Um levantamento feito pela BWI na Tanzânia mostrou que as companhias chinesas estavam violando o Tratado de Liberdade da Associação das Relações de Emprego e Trabalho do país. Na Namíbia e Zâmbia, os sindicatos trabalhistas tinham acesso às instalações das empresas e estavam recrutando, sem controle algum, novos associados, fechando acordos de reconhecimento e contratos coletivos. Assim, os sindicatos africanos se tornaram líderes globais entre as organizações trabalhistas no que tange à articulação e negociação com empresas de construção chinesas.

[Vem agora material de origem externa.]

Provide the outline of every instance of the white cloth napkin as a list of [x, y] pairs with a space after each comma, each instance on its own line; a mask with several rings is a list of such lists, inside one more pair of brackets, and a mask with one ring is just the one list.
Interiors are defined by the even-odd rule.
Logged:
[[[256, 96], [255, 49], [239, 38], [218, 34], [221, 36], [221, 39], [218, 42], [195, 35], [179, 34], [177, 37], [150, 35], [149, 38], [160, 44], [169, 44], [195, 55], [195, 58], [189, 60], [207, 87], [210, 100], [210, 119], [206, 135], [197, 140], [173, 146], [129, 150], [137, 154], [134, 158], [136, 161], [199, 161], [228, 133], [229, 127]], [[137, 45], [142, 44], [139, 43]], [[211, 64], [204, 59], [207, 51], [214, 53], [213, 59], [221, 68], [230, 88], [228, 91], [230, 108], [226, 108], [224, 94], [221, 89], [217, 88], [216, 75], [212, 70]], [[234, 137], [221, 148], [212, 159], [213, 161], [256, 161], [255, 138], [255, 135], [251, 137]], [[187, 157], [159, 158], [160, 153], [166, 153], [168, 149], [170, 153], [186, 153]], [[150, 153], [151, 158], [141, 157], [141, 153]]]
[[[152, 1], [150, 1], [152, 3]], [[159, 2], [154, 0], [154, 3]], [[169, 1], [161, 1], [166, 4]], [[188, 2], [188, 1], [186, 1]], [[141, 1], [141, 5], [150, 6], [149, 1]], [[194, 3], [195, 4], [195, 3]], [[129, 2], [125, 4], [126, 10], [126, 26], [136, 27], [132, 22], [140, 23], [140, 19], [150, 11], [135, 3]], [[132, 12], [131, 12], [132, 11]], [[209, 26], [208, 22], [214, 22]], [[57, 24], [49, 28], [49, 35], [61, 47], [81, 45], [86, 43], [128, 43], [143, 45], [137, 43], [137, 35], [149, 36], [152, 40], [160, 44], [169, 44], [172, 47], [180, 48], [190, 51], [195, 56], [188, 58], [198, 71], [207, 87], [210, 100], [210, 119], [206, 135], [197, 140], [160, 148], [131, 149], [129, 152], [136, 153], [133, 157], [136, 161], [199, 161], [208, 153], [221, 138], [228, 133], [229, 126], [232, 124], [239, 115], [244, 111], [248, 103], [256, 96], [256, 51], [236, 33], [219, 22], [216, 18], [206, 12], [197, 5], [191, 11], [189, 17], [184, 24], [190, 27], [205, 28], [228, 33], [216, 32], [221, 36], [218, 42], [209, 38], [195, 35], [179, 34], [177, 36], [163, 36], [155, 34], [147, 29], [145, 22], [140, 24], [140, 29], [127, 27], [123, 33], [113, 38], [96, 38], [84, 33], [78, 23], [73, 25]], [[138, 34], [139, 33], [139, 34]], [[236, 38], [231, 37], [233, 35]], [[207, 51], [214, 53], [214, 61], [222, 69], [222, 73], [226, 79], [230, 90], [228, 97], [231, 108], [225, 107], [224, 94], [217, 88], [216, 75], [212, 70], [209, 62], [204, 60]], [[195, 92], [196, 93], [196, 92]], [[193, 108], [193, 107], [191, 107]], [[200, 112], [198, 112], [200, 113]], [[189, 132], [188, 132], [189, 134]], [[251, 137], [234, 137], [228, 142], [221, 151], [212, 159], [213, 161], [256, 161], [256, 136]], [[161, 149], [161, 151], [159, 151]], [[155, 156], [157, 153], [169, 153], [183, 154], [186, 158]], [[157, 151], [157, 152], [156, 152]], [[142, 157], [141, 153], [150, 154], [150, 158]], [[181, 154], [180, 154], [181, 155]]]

No que se refere às relações China-África, o ano de 2013 foi marcado pelo constante debate sobre a dimensão política desse relacionamento. O crescente envolvimento econômico da China no continente tem sido acompanhado por especulações de que o país deixou de ser um aliado no processo de independência africana para tornar-se uma liderança neocolonial, competindo com o Ocidente em uma nova “Disputa pela Àfrica”. Por outro lado, há quem sustente que a potência asiática está seguindo firmemente o mesmo caminho trilhado desde 1954 até hoje: o da não interferência nas políticas internas dos Estados africanos, não envolvendo, portanto, condicionalidades políticas. Cumpre destacar que os países africanos receberam bem a estratégia chinesa de não interferência, que é vista como um “alívio em relação à política prescritiva ocidental”, a qual condicionou as decisões das lideranças africanas a metas previstas por programas de ajustes estruturais. Assim, a suspeita de que a China almejaria uma agenda neocolonial na África parece não se sustentar.
Levando a luta ao FOCAC
No 5º Fórum para a Cooperação China-África (FOCAC, na sigla em inglês), em 2012, líderes africanos citaram abertamente os problemas no relacionamento com a China, o que foi evitado nas edições anteriores do FOCAC. A China se mostrou favorável ao desenvolvimento da infraestrutura em linha com os projetos de integração regionais da África, bem como à promoção de maior beneficiamento de produtos no setor de recursos. Finalmente, cabe ressaltar que, como anfitriã do próximo FOCAC em 2015, a África do Sul terá uma chance de ouro para influenciar as tendências e trajetória dessa duradoura parceria. Tal contexto abre uma grande oportunidade para a ITUC-África e para as federações internacionais dos sindicatos dos trabalhadores dos setores de Construção Civil e Madeira e da África do Sul para lançar uma campanha a fim de estabelecer concretamente a questão trabalhista na agenda do próximo FOCAC, trazendo, assim, uma dimensão inédita para as relações China-África.
[1] Mais informações no presença global das MNC’s chinesas no setor de construção e no trabalho pioneiro da BWI.
Eddie Cottle é ex-coordenador de política e campanha da BWI na África e Oriente Médio, e é atualmente funcionário do Serviço de Pesquisas Trabalhistas na Cidade do Cabo, África do Sul.